Outline EEL 7 Graduate Computer Architecture Chapter 3 Limits to ILP and Simultaneous Multithreading! Limits to ILP! Thread Level Parallelism! Multithreading! Simultaneous Multithreading Ann Gordon-Ross
More informationThe SGI Pro64 Compiler Infrastructure - A Tutorial
The SGI Pro64 Compiler Infrastructure - A Tutorial Guang R. Gao (U of Delaware) J. Dehnert (SGI) J. N. Amaral (U of Alberta) R. Towle (SGI) Acknowledgement The SGI Compiler Development Teams The MIPSpro/Pro64
More informationOptimising for the p690 memory system
Optimising for the p690 memory Introduction As with all performance optimisation it is important to understand what is limiting the performance of a code. The Power4 is a very powerful micro-processor
More informationSRI VENKATESWARA COLLEGE OF ENGINEERING AND TECHNOLOGY DEPARTMENT OF ECE EC6504 MICROPROCESSOR AND MICROCONTROLLER (REGULATION 2013)

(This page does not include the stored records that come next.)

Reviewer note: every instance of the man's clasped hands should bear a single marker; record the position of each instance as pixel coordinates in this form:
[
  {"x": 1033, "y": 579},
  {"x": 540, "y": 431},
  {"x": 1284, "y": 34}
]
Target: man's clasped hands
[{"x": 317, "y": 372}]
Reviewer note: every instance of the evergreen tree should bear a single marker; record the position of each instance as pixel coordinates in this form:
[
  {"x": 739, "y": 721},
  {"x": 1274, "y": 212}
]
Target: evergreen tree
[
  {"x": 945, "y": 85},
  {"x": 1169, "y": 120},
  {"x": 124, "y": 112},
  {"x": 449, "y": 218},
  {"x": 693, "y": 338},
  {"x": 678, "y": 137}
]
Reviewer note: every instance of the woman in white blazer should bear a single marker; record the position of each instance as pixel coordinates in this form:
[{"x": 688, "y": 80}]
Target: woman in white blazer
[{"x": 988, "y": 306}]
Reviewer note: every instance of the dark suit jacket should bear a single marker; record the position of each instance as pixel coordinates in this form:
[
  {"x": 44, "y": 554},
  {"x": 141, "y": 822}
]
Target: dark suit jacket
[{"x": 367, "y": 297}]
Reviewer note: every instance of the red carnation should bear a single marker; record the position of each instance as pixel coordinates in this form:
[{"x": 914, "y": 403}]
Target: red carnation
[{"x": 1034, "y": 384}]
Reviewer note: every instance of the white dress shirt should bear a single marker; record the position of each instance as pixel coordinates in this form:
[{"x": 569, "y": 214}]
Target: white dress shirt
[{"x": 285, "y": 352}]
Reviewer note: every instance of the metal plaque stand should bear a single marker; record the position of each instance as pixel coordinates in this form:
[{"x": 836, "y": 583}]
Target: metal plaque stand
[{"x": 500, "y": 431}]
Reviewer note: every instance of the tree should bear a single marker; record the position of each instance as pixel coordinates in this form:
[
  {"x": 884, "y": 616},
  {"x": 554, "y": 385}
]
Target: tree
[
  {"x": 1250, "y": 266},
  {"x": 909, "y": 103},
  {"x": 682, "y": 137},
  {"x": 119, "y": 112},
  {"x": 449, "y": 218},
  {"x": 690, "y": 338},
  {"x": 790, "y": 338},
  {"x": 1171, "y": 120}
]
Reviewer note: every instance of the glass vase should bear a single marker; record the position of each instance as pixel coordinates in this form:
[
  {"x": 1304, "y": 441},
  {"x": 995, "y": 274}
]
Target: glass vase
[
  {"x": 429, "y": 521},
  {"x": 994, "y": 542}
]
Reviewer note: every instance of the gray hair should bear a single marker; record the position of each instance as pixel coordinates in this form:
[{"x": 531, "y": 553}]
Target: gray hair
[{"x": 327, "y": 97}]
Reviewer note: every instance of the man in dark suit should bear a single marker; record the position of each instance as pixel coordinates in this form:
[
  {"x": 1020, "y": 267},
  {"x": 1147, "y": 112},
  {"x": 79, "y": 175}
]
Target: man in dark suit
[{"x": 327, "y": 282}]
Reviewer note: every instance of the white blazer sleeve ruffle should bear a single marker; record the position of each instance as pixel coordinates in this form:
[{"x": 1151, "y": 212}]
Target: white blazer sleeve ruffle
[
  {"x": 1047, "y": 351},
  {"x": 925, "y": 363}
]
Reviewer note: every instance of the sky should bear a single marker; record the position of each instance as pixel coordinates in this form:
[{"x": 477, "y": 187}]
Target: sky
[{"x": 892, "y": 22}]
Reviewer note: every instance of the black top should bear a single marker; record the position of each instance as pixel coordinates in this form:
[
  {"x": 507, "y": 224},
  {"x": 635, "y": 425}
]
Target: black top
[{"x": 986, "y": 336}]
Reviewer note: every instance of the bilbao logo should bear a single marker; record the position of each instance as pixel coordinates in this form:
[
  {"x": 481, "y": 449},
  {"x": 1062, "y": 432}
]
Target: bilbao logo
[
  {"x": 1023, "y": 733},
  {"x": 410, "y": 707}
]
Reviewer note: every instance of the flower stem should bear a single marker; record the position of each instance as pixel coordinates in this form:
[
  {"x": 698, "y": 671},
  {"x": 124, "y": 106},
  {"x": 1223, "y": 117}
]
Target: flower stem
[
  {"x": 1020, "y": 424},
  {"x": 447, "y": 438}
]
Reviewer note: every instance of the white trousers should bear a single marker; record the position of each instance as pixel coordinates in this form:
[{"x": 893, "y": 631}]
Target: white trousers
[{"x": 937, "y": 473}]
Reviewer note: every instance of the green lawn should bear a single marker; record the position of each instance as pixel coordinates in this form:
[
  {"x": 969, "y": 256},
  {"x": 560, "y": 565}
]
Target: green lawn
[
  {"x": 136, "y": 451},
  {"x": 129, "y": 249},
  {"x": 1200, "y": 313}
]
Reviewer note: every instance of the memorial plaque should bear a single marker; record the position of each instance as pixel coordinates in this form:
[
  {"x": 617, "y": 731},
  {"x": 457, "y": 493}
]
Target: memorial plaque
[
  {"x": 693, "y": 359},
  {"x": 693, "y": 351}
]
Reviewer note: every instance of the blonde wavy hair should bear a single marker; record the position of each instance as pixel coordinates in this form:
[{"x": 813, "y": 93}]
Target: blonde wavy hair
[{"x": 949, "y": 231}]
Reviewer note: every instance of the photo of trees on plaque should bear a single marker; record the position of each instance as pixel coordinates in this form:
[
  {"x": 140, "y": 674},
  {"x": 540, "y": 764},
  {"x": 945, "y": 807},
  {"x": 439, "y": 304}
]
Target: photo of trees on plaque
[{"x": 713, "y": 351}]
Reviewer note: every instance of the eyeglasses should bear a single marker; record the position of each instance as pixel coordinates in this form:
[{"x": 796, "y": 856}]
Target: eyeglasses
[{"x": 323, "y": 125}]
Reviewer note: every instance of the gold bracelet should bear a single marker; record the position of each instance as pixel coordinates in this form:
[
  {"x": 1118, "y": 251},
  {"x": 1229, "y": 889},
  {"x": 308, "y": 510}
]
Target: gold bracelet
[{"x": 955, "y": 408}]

SRI VENKATESWARA COLLEGE OF ENGINEERING AND TECHNOLOGY DEPARTMENT OF ECE EC6504 MICROPROCESSOR AND MICROCONTROLLER (REGULATION 2013) UNIT I THE 8086 MICROPROCESSOR PART A (2 MARKS) 1. What are the functional
More informationThe Processor: Instruction-Level Parallelism
The Processor: Instruction-Level Parallelism Computer Organization Architectures for Embedded Computing Tuesday 21 October 14 Many slides adapted from: Computer Organization and Design, Patterson & Hennessy
More informationBindel, Fall 2011 Applications of Parallel Computers (CS 5220) Tuning on a single core
Tuning on a single core 1 From models to practice In lecture 2, we discussed features such as instruction-level parallelism and cache hierarchies that we need to understand in order to have a reasonable
More informationIntel Performance Libraries
Intel Performance Libraries Powerful Mathematical Library Intel Math Kernel Library (Intel MKL) Energy Science & Research Engineering Design Financial Analytics Signal Processing Digital Content Creation
More informationCompiler Architecture
Code Generation 1 Compiler Architecture Source language Scanner (lexical analysis) Tokens Parser (syntax analysis) Syntactic structure Semantic Analysis (IC generator) Intermediate Language Code Optimizer
More informationAgenda. What is the Itanium Architecture? Terminology What is the Itanium Architecture? Thomas Siebold Technology Consultant Alpha Systems Division
What is the Itanium Architecture? Thomas Siebold Technology Consultant Alpha Systems Division thomas.siebold@hp.com Agenda Terminology What is the Itanium Architecture? 1 Terminology Processor Architectures
More informationPipelining and Exploiting Instruction-Level Parallelism (ILP)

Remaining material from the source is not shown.